A Candelaria no le pareció apropiado que su ahijada emprendiera un viaje de placer, el primero de su vida, justo cuando los vaivenes de la Bolsa acababan de privarla de su única fuente de ingresos. Aunque los espléndidos Bellwood corrieran con los gastos de su estadía, un viaje al norte siempre ocasionaba desembolsos. Pero Manon y Jaume, en cambio, encontraron el paseo muy oportuno. Después de tanto luto, a Chiquita le iba a sentar bien cambiar de aire. Quizás una temporada fuera de Matanzas la hiciera regresar menos díscola, con mayor disposición para dejarse guiar por quienes deseaban su bien. Lo que sí obtuvo un apoyo unánime fue la decisión de deshacerse de la casona de los Cenda. «Demasiada casa para tan poca inquilina», era el comentario secreto, pero generalizado.

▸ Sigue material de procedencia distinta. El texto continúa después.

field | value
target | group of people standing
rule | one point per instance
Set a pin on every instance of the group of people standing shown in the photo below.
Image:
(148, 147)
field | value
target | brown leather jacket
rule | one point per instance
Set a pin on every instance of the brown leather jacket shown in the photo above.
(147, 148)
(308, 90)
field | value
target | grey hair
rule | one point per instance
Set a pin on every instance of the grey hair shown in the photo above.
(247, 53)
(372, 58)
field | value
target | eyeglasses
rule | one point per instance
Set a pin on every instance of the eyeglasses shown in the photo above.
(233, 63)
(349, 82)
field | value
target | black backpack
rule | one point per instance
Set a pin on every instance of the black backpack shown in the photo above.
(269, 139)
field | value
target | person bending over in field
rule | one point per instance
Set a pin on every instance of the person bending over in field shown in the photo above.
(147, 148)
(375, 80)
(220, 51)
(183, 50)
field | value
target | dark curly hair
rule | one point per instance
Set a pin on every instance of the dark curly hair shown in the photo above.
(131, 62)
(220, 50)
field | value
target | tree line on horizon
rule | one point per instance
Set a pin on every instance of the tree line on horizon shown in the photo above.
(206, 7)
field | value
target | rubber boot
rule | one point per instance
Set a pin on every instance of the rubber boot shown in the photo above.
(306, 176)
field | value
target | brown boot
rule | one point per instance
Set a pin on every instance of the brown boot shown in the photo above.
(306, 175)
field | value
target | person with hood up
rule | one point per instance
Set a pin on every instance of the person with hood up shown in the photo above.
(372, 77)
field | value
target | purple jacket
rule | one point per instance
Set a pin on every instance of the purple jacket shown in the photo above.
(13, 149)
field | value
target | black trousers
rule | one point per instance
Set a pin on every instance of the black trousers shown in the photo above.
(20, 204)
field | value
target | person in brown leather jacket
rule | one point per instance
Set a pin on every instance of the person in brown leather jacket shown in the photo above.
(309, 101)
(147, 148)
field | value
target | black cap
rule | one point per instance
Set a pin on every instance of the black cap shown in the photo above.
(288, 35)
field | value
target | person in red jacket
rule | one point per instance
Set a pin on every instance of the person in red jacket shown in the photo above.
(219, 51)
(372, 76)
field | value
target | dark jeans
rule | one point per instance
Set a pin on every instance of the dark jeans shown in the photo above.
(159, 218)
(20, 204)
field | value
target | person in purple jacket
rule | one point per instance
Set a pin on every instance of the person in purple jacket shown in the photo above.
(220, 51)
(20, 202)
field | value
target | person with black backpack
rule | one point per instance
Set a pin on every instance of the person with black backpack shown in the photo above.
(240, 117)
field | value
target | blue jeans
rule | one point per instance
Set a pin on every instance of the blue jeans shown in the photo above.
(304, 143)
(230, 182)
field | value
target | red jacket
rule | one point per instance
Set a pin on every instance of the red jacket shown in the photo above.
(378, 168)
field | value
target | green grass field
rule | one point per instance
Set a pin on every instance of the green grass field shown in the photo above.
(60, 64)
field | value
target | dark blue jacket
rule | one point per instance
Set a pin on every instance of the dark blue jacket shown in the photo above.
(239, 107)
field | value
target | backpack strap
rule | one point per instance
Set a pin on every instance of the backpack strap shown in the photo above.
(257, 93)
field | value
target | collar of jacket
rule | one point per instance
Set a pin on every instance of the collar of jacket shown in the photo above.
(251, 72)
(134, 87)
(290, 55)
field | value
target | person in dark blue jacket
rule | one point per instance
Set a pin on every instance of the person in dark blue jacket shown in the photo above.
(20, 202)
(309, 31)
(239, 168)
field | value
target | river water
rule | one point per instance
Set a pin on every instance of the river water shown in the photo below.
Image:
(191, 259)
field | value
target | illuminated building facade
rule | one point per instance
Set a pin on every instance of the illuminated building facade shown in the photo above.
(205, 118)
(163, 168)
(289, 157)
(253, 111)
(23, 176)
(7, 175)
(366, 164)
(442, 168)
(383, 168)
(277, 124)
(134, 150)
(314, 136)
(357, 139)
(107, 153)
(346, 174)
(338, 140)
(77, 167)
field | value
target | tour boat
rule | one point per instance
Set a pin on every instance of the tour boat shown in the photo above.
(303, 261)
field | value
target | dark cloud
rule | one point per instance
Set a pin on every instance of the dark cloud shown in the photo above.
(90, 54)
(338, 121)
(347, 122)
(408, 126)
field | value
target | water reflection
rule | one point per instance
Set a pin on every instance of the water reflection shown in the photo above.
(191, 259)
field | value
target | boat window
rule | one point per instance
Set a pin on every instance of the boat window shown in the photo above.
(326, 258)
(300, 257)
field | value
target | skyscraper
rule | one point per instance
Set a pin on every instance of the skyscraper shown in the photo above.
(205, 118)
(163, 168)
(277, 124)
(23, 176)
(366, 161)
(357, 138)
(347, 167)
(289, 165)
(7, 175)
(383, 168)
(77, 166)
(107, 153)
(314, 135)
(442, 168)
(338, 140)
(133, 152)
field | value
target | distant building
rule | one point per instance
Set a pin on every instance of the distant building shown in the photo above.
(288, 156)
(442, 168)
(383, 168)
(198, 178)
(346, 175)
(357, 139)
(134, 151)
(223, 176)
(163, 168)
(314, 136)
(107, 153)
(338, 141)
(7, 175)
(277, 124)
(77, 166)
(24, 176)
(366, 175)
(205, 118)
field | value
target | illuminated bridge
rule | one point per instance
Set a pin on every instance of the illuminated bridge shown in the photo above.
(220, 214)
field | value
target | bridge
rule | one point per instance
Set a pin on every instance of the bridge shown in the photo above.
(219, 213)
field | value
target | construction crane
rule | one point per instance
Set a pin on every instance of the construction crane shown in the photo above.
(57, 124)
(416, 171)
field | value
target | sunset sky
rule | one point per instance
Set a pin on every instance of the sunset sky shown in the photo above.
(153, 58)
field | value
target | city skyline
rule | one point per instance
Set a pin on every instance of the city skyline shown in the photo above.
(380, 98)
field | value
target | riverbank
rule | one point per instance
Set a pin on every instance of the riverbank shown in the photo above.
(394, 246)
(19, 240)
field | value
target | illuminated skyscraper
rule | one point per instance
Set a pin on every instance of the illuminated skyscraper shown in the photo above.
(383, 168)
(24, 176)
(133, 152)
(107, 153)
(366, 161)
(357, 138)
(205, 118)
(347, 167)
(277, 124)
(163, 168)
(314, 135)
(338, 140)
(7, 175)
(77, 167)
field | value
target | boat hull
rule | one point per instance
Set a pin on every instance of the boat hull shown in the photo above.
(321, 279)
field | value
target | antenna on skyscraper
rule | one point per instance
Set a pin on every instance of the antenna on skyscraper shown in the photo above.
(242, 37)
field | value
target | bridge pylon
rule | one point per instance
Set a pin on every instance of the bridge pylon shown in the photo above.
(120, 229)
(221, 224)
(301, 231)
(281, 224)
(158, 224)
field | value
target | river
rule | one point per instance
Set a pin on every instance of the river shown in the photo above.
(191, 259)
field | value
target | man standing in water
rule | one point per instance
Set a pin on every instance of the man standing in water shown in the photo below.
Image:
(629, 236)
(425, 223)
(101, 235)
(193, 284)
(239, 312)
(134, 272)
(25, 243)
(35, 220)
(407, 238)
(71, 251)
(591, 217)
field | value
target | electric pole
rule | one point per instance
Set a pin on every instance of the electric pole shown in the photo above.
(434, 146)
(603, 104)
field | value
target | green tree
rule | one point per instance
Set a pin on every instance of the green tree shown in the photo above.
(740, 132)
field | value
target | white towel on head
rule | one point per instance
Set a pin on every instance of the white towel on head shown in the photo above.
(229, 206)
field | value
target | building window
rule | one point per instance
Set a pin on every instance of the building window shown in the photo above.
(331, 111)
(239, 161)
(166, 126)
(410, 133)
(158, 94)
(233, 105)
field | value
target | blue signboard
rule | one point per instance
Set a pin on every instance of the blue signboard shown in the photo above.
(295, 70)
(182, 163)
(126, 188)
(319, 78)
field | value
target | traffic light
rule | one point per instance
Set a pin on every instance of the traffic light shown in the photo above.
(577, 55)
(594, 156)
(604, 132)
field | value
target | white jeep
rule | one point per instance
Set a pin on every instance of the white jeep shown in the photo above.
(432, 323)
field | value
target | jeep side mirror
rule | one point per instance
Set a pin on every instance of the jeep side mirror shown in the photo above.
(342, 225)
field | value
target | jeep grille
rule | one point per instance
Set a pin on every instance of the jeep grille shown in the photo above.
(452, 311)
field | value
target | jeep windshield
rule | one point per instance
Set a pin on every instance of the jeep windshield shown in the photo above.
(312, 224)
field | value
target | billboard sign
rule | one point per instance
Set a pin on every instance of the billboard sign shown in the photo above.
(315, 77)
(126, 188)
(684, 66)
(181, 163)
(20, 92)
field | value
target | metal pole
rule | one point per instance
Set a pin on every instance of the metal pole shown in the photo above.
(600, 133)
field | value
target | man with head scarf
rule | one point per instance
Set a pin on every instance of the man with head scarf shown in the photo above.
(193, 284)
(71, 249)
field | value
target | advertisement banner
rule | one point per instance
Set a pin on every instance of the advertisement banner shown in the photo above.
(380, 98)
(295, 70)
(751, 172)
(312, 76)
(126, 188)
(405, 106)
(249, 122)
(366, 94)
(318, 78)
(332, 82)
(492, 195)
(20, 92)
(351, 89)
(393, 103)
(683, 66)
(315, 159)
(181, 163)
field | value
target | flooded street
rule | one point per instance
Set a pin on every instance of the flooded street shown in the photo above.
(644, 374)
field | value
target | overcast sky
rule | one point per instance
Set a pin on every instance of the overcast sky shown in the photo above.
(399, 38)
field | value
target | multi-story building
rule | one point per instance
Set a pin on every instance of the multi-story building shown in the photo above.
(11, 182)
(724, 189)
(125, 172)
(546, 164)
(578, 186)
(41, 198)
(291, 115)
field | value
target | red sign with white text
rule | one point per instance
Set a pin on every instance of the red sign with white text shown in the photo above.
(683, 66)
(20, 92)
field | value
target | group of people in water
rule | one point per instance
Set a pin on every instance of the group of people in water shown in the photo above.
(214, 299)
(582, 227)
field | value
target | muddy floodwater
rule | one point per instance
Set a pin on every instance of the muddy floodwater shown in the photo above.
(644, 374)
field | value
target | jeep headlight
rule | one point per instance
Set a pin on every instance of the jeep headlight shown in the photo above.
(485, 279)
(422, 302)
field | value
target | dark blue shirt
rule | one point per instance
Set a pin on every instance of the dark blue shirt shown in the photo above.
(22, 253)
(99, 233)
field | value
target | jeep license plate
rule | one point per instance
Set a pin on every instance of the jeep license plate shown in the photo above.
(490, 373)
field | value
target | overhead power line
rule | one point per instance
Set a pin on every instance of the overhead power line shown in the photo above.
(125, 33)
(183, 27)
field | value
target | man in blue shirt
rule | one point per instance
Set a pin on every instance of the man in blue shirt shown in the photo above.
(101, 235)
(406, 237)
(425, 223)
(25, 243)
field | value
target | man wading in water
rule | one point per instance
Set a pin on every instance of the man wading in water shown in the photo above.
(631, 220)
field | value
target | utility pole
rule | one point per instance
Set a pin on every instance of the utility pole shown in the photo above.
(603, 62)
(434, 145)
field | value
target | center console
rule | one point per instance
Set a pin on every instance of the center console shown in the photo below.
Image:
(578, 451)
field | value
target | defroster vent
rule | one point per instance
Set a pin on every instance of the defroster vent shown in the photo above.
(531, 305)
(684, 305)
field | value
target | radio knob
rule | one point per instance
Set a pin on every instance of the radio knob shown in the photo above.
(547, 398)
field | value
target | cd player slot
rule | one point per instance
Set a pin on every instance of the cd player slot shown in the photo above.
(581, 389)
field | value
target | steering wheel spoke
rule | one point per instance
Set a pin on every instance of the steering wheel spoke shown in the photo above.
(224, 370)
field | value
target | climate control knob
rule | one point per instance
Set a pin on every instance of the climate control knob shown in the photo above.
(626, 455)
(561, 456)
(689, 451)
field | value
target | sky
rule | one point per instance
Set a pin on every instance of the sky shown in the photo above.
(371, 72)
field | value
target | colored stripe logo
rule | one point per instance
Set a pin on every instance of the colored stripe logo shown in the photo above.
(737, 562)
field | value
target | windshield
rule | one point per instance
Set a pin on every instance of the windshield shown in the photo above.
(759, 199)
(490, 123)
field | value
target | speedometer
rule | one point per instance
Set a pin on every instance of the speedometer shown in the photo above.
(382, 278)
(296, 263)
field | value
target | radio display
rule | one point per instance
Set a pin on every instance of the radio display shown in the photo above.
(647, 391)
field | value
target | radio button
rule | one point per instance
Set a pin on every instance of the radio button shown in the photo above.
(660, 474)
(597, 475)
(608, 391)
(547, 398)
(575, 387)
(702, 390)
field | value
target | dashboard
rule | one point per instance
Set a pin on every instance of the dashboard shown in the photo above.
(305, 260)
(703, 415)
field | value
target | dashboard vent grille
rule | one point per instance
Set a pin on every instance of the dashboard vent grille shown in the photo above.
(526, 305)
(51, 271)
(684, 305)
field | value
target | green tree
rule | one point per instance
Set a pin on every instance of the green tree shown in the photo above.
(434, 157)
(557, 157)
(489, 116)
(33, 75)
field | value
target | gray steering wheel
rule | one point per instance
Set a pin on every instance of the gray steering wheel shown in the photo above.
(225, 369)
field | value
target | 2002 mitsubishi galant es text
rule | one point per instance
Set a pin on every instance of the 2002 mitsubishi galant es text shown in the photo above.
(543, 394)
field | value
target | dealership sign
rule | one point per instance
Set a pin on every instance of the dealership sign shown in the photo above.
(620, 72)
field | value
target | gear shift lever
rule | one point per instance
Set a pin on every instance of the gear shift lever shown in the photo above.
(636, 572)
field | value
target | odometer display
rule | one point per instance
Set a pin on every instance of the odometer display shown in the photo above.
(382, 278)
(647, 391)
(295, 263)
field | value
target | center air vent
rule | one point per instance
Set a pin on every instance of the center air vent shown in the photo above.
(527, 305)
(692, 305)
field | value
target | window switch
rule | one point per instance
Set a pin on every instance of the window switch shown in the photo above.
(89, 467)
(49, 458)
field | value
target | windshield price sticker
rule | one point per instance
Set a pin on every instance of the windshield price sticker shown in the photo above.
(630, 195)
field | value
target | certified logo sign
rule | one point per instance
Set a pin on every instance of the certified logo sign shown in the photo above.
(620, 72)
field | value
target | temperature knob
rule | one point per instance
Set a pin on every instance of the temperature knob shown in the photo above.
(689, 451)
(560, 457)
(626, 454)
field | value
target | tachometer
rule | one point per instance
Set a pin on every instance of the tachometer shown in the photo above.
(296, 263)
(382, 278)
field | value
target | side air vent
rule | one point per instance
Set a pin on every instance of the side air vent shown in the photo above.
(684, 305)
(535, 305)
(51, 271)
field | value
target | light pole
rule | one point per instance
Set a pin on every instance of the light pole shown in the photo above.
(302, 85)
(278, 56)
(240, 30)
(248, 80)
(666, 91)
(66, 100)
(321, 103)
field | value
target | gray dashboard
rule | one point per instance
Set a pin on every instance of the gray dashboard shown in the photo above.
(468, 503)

Mientras Rumaldo y el marido de Manon buscaban compradores para la vivienda y los muebles, Chiquita y Segismundo empezaron a montar el repertorio de danzas y canciones con el que harían su debut. Al principio tuvieron varias discusiones, porque el pianista pretendía que su prima bailara, como lo había hecho en el pasado, al compás de las melodías de Chopin; pero la novel artista tenía otro criterio y terminó por imponerlo. A su juicio, para llamar la atención de los americanos y ganarse sus aplausos era preciso ofrecerles algo más «exótico». Así que, sin muchos miramientos, las mazurcas y los preludios del polaco fueron sustituidos por danzas y contradanzas de músicos criollos: composiciones rítmicas y picarescas como ¡Toma, Tomás! y La suavecita, de Manuel Saumell, y La carcajada y Duchas frías, de Ignacio Cervantes. No obstante, como una concesión especial a su primo, accedió a incluir en el repertorio Ilusiones perdidas, una romántica danza de Cervantes que bien hubiera podido tocarle Chopin a George Sand en un atardecer de Palma de Mallorca.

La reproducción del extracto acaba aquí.